Gee, which one do you think Ware HOPES men will choose? How sick is this man and how horrific that people are listening to him. Notice that Ware cannot conceive of any options but two. This is typical of the binary thinking of the hyper-fundamentalist mind.

By all means read the rest of the article. You’ll love the “women are saved” by having babies part. I predict many a man will go home from the sermon that day justified in his belief that smacking his wife around is the “manly” thing to do to keep the little lady in line. Disgusting.

Acting to Heal Relationships Around Me

In a previous post I wrote about my dialogues with a pastor of the church I’d been attending for 4 years. I was a tad smarmy then of course. Thinking I was taking the high road, I see now what an ass I probably was. Last weekend, in a fit of humility and loneliness, I emailed her and apologized for the role I played in that little scenario. She wrote promptly back and graciously said she had put it behind her and I should too. We mutually agreed that we missed the friendship we had and we are letting old feelings past and allow for a renewing of friendship.

Why have I done this? Well, because, I am acutely aware that Christians are the worst when it comes to healing damaged relationships. Don’t get me wrong. Some relationships are irreconcilable and SHOULD BE, especially where abuse is involved. But, in church especially, minor quibbles and spats can quickly get out of hand. No one wants to be the first to back down and say that perhaps they were wrong. In the secular world, it’s even worse. Our culture is saturated with a “me first” attitude in even the smallest areas, like driving. Every single day I see examples of rude behavior, people flipping other people off from their cars, road rage, and numerous instances of non-courteous living. Well, I’m tired of expecting others to be the ones to change. I’m not responsible for them. I’m responsible for my reaction to them. So I could have stewed for years about what happened at my church, but I’m not going to anymore. Regardless of whether I felt hurt or was “right” or how wrong I thought the pastor was, it damaged our relationship and when that happens, the whole church is damaged. Of course, mine was a trivial matter. Other damages in church aren’t so easy to heal, but I am so used to looking out for ME all the time that ME is who I instantly side with in every argument, whether I’m right or not. It’s the way of the beast. I decided not to let that control me.

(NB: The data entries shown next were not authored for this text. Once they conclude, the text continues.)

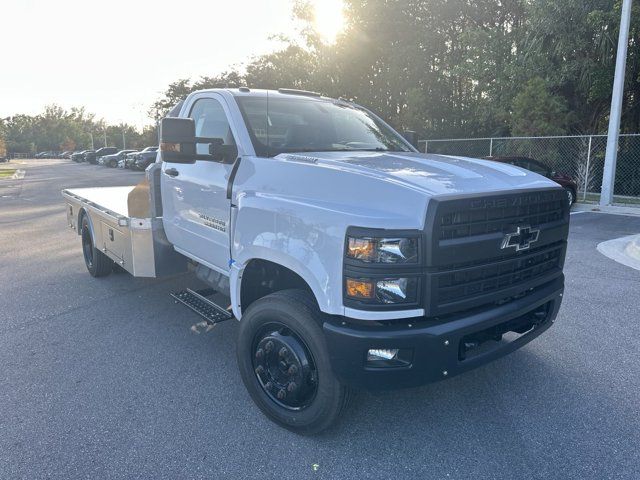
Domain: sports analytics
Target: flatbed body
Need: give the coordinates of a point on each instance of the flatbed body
(138, 244)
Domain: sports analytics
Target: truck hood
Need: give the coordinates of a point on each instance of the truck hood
(429, 173)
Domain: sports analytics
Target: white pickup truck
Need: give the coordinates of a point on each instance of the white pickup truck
(350, 259)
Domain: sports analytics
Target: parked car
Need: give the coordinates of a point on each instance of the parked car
(113, 159)
(536, 166)
(92, 157)
(78, 156)
(127, 160)
(144, 158)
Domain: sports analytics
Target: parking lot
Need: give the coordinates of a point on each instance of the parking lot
(104, 378)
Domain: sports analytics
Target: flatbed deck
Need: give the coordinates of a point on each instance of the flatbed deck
(123, 230)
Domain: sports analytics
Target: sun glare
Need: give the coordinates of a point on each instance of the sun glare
(329, 19)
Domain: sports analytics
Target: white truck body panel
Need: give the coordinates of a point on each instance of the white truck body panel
(294, 209)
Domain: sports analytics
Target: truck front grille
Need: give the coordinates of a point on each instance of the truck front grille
(464, 283)
(468, 266)
(482, 216)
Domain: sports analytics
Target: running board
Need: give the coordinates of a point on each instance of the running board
(204, 307)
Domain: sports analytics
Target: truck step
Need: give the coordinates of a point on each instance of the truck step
(204, 307)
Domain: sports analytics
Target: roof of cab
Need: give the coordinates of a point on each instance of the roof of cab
(259, 92)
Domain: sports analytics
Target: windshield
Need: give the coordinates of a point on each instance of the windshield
(314, 125)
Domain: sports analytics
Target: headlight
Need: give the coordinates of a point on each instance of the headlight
(383, 250)
(383, 291)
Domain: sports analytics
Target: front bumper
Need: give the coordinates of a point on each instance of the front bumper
(439, 346)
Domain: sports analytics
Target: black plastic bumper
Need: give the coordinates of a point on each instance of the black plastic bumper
(437, 346)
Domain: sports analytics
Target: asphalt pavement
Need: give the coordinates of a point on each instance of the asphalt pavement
(104, 378)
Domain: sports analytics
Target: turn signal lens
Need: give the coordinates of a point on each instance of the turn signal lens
(383, 250)
(170, 147)
(361, 248)
(359, 288)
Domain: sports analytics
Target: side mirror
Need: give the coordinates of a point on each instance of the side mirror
(411, 137)
(177, 140)
(221, 152)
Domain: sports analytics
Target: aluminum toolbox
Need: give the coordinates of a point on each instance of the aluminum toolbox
(138, 244)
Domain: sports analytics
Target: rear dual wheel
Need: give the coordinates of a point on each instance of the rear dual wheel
(98, 264)
(284, 363)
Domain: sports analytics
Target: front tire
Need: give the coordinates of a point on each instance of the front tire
(98, 264)
(284, 363)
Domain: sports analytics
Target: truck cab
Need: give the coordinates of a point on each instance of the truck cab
(350, 259)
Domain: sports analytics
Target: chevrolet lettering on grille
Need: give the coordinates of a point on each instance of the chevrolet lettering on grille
(521, 239)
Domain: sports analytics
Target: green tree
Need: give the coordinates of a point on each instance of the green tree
(537, 111)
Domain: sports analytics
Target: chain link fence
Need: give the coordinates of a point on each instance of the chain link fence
(580, 157)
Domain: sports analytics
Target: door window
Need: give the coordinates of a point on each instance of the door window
(211, 122)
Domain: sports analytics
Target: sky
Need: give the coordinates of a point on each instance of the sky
(116, 57)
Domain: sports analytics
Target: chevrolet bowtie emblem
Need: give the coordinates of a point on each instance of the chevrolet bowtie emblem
(521, 239)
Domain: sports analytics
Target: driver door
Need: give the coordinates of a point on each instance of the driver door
(194, 196)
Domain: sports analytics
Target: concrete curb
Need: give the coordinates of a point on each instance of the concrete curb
(612, 209)
(624, 250)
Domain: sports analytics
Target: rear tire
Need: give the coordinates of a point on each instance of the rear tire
(310, 399)
(98, 264)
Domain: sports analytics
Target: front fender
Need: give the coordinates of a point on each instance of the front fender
(304, 239)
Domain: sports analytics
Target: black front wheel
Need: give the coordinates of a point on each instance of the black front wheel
(98, 264)
(284, 363)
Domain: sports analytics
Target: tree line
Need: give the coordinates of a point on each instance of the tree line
(57, 129)
(443, 68)
(458, 68)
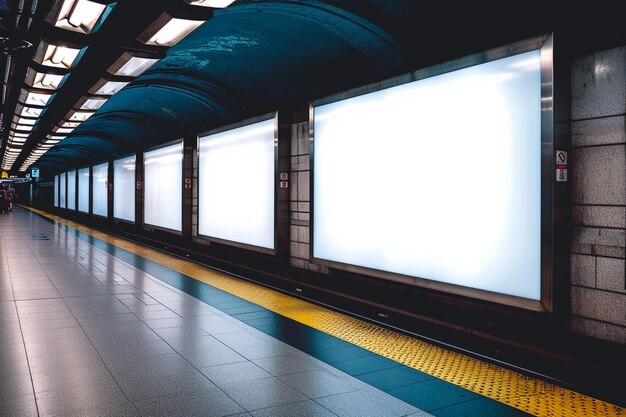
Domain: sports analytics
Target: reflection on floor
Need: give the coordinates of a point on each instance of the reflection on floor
(85, 334)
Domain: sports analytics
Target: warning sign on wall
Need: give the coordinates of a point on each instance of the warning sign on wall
(561, 166)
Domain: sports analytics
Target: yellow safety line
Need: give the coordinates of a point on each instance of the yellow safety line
(527, 394)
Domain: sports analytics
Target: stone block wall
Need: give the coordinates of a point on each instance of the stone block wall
(598, 173)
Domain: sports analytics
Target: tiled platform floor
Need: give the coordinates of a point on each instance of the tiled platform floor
(85, 334)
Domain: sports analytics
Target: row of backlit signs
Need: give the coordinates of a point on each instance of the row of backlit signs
(437, 180)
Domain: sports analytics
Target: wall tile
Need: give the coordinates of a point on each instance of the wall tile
(598, 175)
(599, 305)
(599, 84)
(607, 130)
(599, 330)
(610, 272)
(583, 270)
(600, 216)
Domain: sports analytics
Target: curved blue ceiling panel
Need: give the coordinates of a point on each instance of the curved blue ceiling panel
(256, 57)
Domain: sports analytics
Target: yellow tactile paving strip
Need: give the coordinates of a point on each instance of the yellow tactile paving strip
(527, 394)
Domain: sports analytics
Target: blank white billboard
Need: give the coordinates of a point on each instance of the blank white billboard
(436, 179)
(163, 187)
(71, 190)
(56, 191)
(124, 189)
(62, 196)
(100, 190)
(83, 190)
(236, 180)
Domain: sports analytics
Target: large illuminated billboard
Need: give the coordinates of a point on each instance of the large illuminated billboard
(56, 191)
(124, 188)
(236, 181)
(163, 187)
(62, 189)
(100, 189)
(71, 189)
(437, 179)
(83, 190)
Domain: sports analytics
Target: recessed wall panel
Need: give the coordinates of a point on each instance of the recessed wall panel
(83, 190)
(56, 191)
(71, 190)
(62, 191)
(163, 195)
(100, 189)
(438, 179)
(124, 189)
(236, 171)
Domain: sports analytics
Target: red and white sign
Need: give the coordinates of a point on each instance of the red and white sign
(561, 166)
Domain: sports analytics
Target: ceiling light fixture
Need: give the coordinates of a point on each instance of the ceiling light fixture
(42, 80)
(57, 56)
(107, 87)
(131, 65)
(168, 30)
(215, 4)
(34, 98)
(83, 16)
(90, 103)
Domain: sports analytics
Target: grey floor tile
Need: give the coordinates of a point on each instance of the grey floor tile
(234, 372)
(292, 363)
(205, 351)
(366, 403)
(15, 386)
(22, 406)
(262, 393)
(78, 398)
(301, 409)
(95, 375)
(119, 410)
(210, 403)
(322, 383)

The same goes with culture at large. I am a person of very conflicted political, religious, and personal beliefs. I don’t write about some of my political opinions because it’s not safe to in this political climate. Thought police are everywhere and conspiracy theories are ripe. Some of my opinions are not popular right now. Neither are some of my religious ones. I don’t write what I really think sometimes I know that a lot of the people I know share different points of view. I’m also very tired of Christians ALWAYS being “the heavy” in the news. All that we see on television feeds into the worst ideas that most Americans have about Christians and conservatives in general. The media take extreme and non-mainstream examples of religious hucksters and conspiracy theorists, play the soundbites ad nauseum, and then act as if everyone in certain parts of the country or all of a race believe this way. If they do that would be scary, but they don’t.

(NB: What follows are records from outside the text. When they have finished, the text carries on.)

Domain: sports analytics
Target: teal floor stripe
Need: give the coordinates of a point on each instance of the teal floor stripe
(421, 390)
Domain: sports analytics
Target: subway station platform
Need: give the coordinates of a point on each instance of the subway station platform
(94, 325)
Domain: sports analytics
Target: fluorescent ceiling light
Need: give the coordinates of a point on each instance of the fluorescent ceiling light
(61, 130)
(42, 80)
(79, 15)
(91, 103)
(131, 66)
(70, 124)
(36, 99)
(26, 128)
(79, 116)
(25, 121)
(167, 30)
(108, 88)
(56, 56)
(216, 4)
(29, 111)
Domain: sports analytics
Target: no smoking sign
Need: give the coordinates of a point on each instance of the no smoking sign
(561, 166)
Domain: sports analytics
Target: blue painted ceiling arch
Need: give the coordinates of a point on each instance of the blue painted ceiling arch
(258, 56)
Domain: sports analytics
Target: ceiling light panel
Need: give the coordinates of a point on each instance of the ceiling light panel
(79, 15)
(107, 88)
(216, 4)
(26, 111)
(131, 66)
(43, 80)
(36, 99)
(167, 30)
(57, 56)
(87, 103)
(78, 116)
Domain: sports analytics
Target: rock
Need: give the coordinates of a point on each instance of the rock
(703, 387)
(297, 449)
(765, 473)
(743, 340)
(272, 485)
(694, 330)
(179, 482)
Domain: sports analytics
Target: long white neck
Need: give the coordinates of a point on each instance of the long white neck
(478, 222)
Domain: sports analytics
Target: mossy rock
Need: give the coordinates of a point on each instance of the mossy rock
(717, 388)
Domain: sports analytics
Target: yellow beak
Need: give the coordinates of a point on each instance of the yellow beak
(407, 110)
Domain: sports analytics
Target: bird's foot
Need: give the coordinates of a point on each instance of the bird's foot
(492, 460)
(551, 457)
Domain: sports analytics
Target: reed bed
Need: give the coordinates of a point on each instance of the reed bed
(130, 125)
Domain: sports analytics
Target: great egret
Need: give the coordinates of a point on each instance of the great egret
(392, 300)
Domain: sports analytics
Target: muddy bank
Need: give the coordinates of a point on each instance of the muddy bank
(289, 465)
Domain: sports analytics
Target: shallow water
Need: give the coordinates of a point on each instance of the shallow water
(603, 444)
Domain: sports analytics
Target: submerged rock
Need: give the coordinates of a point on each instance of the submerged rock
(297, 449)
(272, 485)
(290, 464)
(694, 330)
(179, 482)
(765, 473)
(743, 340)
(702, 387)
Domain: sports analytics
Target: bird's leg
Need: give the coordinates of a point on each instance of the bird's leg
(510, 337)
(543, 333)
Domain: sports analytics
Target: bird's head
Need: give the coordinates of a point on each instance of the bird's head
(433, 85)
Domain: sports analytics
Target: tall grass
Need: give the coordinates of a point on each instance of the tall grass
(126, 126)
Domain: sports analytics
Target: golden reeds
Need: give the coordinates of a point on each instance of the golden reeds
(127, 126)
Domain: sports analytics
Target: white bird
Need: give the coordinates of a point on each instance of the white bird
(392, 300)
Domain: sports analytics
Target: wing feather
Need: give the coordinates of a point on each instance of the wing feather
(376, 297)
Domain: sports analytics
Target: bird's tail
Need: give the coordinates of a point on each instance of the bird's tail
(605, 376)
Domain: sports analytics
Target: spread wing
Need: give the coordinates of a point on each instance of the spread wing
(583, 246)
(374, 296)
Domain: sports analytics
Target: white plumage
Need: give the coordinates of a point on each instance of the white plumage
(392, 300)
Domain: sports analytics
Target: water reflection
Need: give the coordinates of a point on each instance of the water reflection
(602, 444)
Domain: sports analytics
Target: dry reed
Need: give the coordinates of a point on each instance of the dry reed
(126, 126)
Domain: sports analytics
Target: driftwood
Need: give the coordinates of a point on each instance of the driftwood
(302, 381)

It’s the same with politics. Everyone is playing the moral equivalence game. No one can be criticized, examined, or commented upon without someone else becoming “outraged” or “disturbed” about the “trends” we find in society and the “levels of civil discourse.” Apologies are demanded every day by somebody. No one can have an opinion unless it’s the most popular one. People from the coasts stream into the Midwest to film documentaries about all those strange people in the Heartland of America, as if they were going into the jungles of the Amazon! I can hear them now…Look at those rubes! Oh, how stupid they are! …Such forays only reveal the ignorance of those who believe them or buy their product. It’s a sickening display of hubris for starters and the fool’s way to a quick buck by pandering to your audience for another.

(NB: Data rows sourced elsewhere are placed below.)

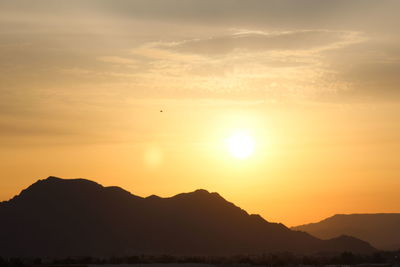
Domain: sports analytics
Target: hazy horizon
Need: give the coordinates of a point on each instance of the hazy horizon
(287, 108)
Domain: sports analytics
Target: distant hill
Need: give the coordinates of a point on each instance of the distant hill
(59, 218)
(380, 230)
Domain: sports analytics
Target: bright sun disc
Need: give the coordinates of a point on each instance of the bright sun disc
(241, 145)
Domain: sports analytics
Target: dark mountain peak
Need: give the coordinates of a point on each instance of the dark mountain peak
(200, 193)
(64, 217)
(376, 228)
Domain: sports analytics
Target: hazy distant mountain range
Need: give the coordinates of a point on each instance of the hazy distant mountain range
(58, 217)
(381, 230)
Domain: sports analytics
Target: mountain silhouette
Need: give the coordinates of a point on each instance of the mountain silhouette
(58, 217)
(381, 230)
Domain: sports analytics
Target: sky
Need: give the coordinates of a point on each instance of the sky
(314, 84)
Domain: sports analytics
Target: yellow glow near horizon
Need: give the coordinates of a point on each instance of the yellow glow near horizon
(241, 145)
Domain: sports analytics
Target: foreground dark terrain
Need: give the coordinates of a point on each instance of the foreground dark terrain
(61, 218)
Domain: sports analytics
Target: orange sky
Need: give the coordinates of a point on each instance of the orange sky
(314, 83)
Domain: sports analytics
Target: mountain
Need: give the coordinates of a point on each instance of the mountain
(57, 218)
(381, 230)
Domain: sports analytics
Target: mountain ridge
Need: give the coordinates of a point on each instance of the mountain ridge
(76, 217)
(379, 229)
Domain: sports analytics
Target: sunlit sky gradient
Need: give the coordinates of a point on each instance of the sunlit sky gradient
(314, 82)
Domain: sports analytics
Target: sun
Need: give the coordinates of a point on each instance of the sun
(241, 145)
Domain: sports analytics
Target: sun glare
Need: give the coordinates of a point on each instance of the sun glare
(241, 145)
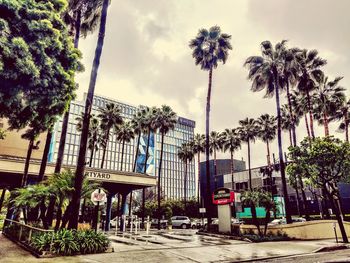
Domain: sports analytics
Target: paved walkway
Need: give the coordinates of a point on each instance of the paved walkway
(173, 247)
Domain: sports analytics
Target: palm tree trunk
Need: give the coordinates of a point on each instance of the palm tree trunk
(65, 120)
(232, 171)
(310, 114)
(292, 115)
(159, 178)
(207, 153)
(325, 123)
(280, 154)
(27, 163)
(249, 169)
(199, 179)
(185, 186)
(79, 174)
(215, 170)
(105, 148)
(45, 156)
(122, 156)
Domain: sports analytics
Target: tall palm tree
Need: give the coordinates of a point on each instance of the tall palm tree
(231, 142)
(166, 119)
(185, 154)
(310, 74)
(83, 17)
(343, 115)
(210, 47)
(150, 125)
(265, 73)
(327, 98)
(198, 147)
(248, 132)
(215, 144)
(110, 118)
(125, 134)
(79, 173)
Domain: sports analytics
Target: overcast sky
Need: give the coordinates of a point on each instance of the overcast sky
(146, 59)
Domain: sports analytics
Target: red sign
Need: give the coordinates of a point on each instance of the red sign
(223, 196)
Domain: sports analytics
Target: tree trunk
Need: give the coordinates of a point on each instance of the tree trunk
(27, 163)
(310, 114)
(232, 172)
(325, 123)
(215, 170)
(185, 186)
(159, 178)
(207, 150)
(280, 153)
(45, 156)
(105, 148)
(79, 174)
(199, 181)
(2, 198)
(249, 169)
(122, 156)
(335, 207)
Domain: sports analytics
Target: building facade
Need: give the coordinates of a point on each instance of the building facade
(172, 177)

I have never come across anyone in the church community who displays the characteristics of those portrayed on television or in the news. The very reason those media shills and religious hucksters are rich and in the news is because they are tapping into a PARTICULAR message that feeds the fear and paranoia of those who don’t understand them. Sure, we shouldn’t be giving money to people like that. There are better uses of money and time, but people have to have IDEOLOGY in their lives; something that feeds their motivation. Politics is all about this feeding process. Again, I could sit and stew about how wrong the media are on television and how stupidly they portray things they do not understand, but it’s pointless. And because we are being lied to and manipulated this way, we are therefore not responsible for the hatred they create in the world. We are responsible ONLY for our corner of the world.

It’s a manageable scenario that works for me. I cannot trust anyone else for truth out there. I am responsible for discovering the truth by which I live my life. I cannot trust that my money goes where people promise it will go. I’m not letting media of any kind tell me what my beliefs are, how my relationships will work, or even convince me that I play a part in the political system, because I don’t. My job is right here in my small town, in my local businesses, in my local congregation, in my family. My job is to heal the damaged relationships around me one person at a time. My truth is in my corner of the world and the only thing I know for sure. If I can act on it, I can heal it.

The Pastor, the Older Man, the Lion, and the Dog

Ok, I had a WEIRD dream last night and need all your skills at dream interpretation.

I dreamed I was at someone’s house. There were people of all ages there, none of whom I knew. I don’t know whose house it was, but I was there watching TV, having a party, or a combination of both. There were people laughing and sat on couches with large pillows and even some sat on the floor like a slumber party. Of all the weird things to remember, I remember the Weather Channel was on TV all the time. I also remember feeling safe there, as if I belonged there and I didn’t want to leave. Not sure of why we are there, I am surprised when my old pastor walks in. This woman and I have a not-to-friendly rivalry and she was the main reason I left the church. I am shocked and surprised that she showed up but I am friendly enough and she seems delighted to see me. She makes some friendly comments and even compliments me, I think.

And in the weird way dreams can shift for no reason, I remember being next to an older man. In my dreams, I always dream of men without faces. I rarely dream of men I know personally, only those I’ve never met or whom I haven’t seen in a very, very long time. In fact, I never see above these men’s shoulders, so that the only way I know who they are is HOW I sense them in the dream. Anyway, I sense an older man next to me. He is protective and loving, and there is an implication of flirting and sexuality on both our parts. It is sudden and immediate and I do not want to wake from this dream. I feel safe and loved and comforted and excited to be in this man’s presence. I don’t know who he is or what he is doing there but we are inseperable.

Again, my dream shifts and I see a lion chasing a dog in a forest and the lion is playing with the dog as a larger animal would with a smaller one. It is no match of course, but the dog does not seem afraid and neither do I. It all seems playful at first. The dog is a beautiful German Shepherd type dog or a Siberian Huskie. It has a fluffy tail. I only mention this detail because faster than you can read this, in the dream the lion opened its mouth and devoured the dog up to its lower haunches. All I could see were the dog’s hind feet and his tail sticking out of the lion’s mouth! The lion then sat there and faced me with the dog’s feet and tail hanging out of its mouth. And then I woke up.